I have been raised with the idea that there are good and bad things. Sunny days are generally good, rainy days are bad. Having to work is bad, but play is good. Selfishness is bad, generosity is good. Anger is bad, happiness is good. Life is an array of contrasts, with most of its experiences falling neatly into one or the other category, and the rest to an ambiguous and often neglected space of indifference.
Who made up these decisions on what is good and bad? I learned them all so long ago that I really couldn't say if they are my own or another person's opinions that I picked up along the way. What I do know is that certain emotions, topics or situations give me immediate feelings of joy while others instantly raise my hackles.
When I get cut off in traffic, I get angry. In that moment I consider both the cutting me off and my anger about it bad. But it is just something that is happening. I don't have to judge it. To stop judging the action as bad, and my having to slow down as bad and annoying allows for more space in my being. What I mean by this is that I feel a lot more relaxed and open to what is going on around me when I am not angry and upset. My muscles aren't clenched, my mind isn't spinning around the annoying situation. Everything is OK and I slow down, or change lanes, or whatever seems like a good next step from there.
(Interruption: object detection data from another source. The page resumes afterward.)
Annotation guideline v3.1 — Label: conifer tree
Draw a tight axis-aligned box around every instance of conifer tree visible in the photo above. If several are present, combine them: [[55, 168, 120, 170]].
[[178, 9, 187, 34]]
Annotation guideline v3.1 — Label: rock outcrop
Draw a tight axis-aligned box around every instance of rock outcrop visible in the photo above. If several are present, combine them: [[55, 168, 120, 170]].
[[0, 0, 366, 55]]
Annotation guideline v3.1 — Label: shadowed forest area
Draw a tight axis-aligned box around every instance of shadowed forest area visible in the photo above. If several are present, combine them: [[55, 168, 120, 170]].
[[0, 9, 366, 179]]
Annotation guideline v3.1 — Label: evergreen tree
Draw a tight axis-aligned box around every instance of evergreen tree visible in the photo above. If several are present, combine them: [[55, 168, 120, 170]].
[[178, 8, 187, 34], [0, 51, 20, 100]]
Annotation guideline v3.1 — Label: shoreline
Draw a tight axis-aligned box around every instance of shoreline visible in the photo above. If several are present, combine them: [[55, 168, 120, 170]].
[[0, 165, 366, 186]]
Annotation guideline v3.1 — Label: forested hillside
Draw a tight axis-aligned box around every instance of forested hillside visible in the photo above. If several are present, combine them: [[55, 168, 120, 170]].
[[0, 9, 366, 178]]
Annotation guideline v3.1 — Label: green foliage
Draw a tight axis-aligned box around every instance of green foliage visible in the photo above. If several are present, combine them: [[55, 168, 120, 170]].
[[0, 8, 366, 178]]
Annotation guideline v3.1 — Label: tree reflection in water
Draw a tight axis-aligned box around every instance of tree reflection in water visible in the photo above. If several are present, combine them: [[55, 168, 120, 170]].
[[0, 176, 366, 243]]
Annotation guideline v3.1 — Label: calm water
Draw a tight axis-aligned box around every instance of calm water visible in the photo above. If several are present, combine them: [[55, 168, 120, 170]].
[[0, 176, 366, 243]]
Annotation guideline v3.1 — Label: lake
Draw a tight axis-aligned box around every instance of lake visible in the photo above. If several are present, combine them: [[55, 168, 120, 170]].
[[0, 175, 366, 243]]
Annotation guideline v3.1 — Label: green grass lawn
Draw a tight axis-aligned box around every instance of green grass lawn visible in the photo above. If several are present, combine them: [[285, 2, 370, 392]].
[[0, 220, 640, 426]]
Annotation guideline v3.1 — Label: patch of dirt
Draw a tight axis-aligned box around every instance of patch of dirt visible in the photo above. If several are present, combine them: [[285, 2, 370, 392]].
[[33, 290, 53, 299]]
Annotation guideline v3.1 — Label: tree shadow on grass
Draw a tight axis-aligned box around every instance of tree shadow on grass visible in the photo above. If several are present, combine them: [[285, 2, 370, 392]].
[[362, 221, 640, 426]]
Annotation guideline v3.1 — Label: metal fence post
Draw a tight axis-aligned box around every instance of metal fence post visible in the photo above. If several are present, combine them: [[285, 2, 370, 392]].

Even in this writing, I am using good to denote an action or state of mind that allows forward momentum, or peacefulness. Good and bad are so ingrained in my culture and thought that I don't know how to describe my world without them. But what if I could accept bad things happening without getting upset about them? Or good things without getting terribly caught up in what it all means and why I am deserving or undeserving of them?
Sometimes I think that this kind of acceptance would be very boring because on the surface it looks like the person who is accepting of everything doesn't feel very deeply about anything. I suspect that isn't the case. Perhaps it is more of an allowance of everything, including one's own strong emotions, without having to get caught up in believing that we are those emotions. It is just something that we are going through; an experience that like all experiences will come and pass.
Yesterday I was thinking about how we all want to be good and have good things happen all the time, and because we dislike pain we want to avoid that and all things "bad." When bad things happen, we get caught in a cycle of thought (or at least I do) that frets over where it all went wrong and led to the bad thing happening, or the bad feeling about what is happening. I get stuck in backwards thinking about the past and how all the bad things could have been avoided and how maybe I suck because I didn't avoid them this time. But if I could do it over again. . .
This can go on for a long time. My whole life can get rewritten in my head just to avoid one lousy situation that actually doesn't need to be dwelt on. Because I am so convinced that it is bad, I give it a lot of attention and remain stuck in it. It becomes the most huge important thing to ever have happened on planet Earth and how will I ever go on? So I fantasize about reliving my life from some random point in my history knowing what I know now, and how I will use my clever gained experiences to avoid the pitfall when it comes up again and somehow end up in a shiny sterile "happy" new present or future based on simply avoiding any and all pain.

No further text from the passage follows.